Mieux je ne sais pas, tu me diras après écoute. En tout cas, pour nous, ça a été une belle aventure de création. D'avoir les moyens et d'être sur place (les albums précédents ont été enregistrés à la Ciotat) nous a permis beaucoup de choses. Après, on a surtout travaillé différemment dans la composition des morceaux. Tout a été fait de manière collective et avec un nouvel arrivant dans le groupe, Massimo, notre sonorisateur, qui a beaucoup participé à la guitare.
C’est vrai que de "Seta" dans l'album "Contesta" (2005) à "La coopérative" dans "Bartas" (2011), le son a beaucoup évolué, il est devenu plus gros et varié. Qu'est ce qui vous fait avancer? De quoi vous nourrissez vous?
Le son a pas mal évolué avec les années, c'est vrai et avec ce nouvel album "Riòta" encore plus ! Il y a d'une part les moyens techniques et notre capacité à les utiliser. La base de notre musique est digitale, électronique, avec une grosse part de travail sur les ordinateurs. Avec les années on a pu avoir plus de moyens de ce coté là, et surtout on sait de mieux en mieux aller à l'essentiel et donc savoir vite le son que l'on veut pour tel ou tel morceau. C'est aussi valable sur tous les autres aspects de la création, que ce soit les arrangements ou l'écriture. Dans "Riòta" on a essayé, plus que ce qu'on avait fait auparavant, de faire des chansons qui racontent une histoire de manière simple et efficace, il y a moins de textes et plus de travail sur la musique.
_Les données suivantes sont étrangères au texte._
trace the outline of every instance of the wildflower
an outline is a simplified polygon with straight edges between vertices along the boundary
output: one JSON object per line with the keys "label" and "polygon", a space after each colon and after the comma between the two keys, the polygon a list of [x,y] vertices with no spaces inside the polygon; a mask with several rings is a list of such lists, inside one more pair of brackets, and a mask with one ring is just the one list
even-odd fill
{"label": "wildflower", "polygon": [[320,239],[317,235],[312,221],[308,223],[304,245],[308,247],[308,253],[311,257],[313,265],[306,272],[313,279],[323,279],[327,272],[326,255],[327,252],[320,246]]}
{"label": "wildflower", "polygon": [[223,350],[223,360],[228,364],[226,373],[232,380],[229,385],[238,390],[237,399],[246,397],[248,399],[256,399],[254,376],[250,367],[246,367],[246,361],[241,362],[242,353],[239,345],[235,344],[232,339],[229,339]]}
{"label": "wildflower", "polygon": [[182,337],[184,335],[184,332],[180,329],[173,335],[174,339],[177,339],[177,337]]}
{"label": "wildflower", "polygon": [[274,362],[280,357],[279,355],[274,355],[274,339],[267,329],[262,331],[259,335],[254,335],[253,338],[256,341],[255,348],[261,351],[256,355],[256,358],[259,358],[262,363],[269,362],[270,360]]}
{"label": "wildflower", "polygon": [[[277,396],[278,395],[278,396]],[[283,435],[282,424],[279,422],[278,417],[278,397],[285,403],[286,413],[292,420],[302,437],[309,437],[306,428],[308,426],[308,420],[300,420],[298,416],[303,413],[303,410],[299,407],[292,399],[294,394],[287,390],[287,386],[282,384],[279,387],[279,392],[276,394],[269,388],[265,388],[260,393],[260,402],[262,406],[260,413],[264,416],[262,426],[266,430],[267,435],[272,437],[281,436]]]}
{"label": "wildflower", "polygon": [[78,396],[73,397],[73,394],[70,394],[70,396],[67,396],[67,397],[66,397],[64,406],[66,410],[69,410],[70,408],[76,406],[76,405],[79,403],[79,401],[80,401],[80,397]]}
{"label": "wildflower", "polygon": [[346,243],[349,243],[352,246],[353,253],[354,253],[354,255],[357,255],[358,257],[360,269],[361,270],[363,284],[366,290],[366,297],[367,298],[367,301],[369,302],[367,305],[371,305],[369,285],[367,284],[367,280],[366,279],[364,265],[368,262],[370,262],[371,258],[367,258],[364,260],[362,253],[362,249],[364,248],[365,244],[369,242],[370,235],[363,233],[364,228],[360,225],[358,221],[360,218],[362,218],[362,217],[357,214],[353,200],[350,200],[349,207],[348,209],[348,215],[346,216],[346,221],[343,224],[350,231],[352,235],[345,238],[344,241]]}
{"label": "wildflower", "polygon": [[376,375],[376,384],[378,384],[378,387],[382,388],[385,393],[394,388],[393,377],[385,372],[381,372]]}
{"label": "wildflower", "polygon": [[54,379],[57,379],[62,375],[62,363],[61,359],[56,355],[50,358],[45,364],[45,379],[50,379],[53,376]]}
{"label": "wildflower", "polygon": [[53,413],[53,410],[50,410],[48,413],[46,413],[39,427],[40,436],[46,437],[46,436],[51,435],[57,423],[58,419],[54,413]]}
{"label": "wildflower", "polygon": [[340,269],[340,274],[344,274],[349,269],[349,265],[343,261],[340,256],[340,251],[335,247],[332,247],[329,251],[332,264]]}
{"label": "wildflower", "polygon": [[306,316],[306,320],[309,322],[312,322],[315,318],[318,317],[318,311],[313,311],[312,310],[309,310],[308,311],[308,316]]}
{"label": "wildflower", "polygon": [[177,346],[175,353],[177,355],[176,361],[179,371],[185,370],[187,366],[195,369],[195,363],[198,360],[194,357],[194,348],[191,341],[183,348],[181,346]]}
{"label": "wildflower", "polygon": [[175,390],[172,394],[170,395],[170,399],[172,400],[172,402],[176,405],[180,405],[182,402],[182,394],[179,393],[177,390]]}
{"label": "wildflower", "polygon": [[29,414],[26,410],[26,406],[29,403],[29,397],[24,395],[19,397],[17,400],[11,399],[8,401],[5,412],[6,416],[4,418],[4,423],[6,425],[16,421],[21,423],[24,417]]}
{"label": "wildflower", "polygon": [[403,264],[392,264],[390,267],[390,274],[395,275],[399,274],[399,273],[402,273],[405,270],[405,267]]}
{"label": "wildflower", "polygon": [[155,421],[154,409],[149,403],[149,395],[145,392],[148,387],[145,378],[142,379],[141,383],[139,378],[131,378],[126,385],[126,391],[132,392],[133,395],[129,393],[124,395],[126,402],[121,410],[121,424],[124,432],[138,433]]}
La base reste reggae/ragga dans l'esprit du sound system jamaïcain, avec, venant de chacun de nous, nos influences hip hop (pour Chab et Drac), reggae / dub (pour moi) et même musique traditionnelle (pour Benezet). Et puis l'apport de la guitare de Massimo c'est une couleur plus rock. Sinon cet album est peut être moins hip hop que les précédents car nous avons (Chab, Drac et moi) monté un nouveau projet il y a deux ans avec un ami rappeur. Ca s'appelle "Doctors de trobar" et c'est cent pour cent hip hop (l’album vient de sortir en CD).
Il me semble vous avoir entendu sur la radio d'état (France Inter) il y a quelques années, cet état jacobin que vous con-chiez (voir "Stéréotype"). Mais qu'est ce qui vous a pris?!!??? Est-ce qu'il vous arrive de jouer au-delà de la Loire?....
Oui il nous arrive de jouer au dessus de la Loire, et même à Paris ! Même si l'essentiel des dates c'est le grand sud et un peu l'étranger (Italie, Espagne). Sur l'Etat Jacobin, heureusement l'Etat français est loin d'être monolithique, il y a certes une forte tradition jacobine que l'on combat mais il y a aussi plein de gens ouverts aux langues du pays. On a d'ailleurs été les premiers étonnés quand France Inter a choisi dans sa playlist un morceau où il y avait beaucoup d'occitan. Comme quoi parfois il faut aussi arrêter de jouer les victimes du méchant Etat centraliste car on s'enferme vite dans une logique de marginalisation ou de folklorisation. Avec Mauresca et quelques autres groupes et collègues (comme moussu T), nous avons une position un peu atypique : anti nationaliste, anti régionaliste, pour nous l'occitan est une des langues de France et ce que l'on aimerait, c'est une normalisation de cette langue.
A propos de nationalisme, allez-vous faire comme Patrick Bruel (désolé pour la référence...) qui refuse de jouer dans les villes dirigées par le front national? J'habite Béziers...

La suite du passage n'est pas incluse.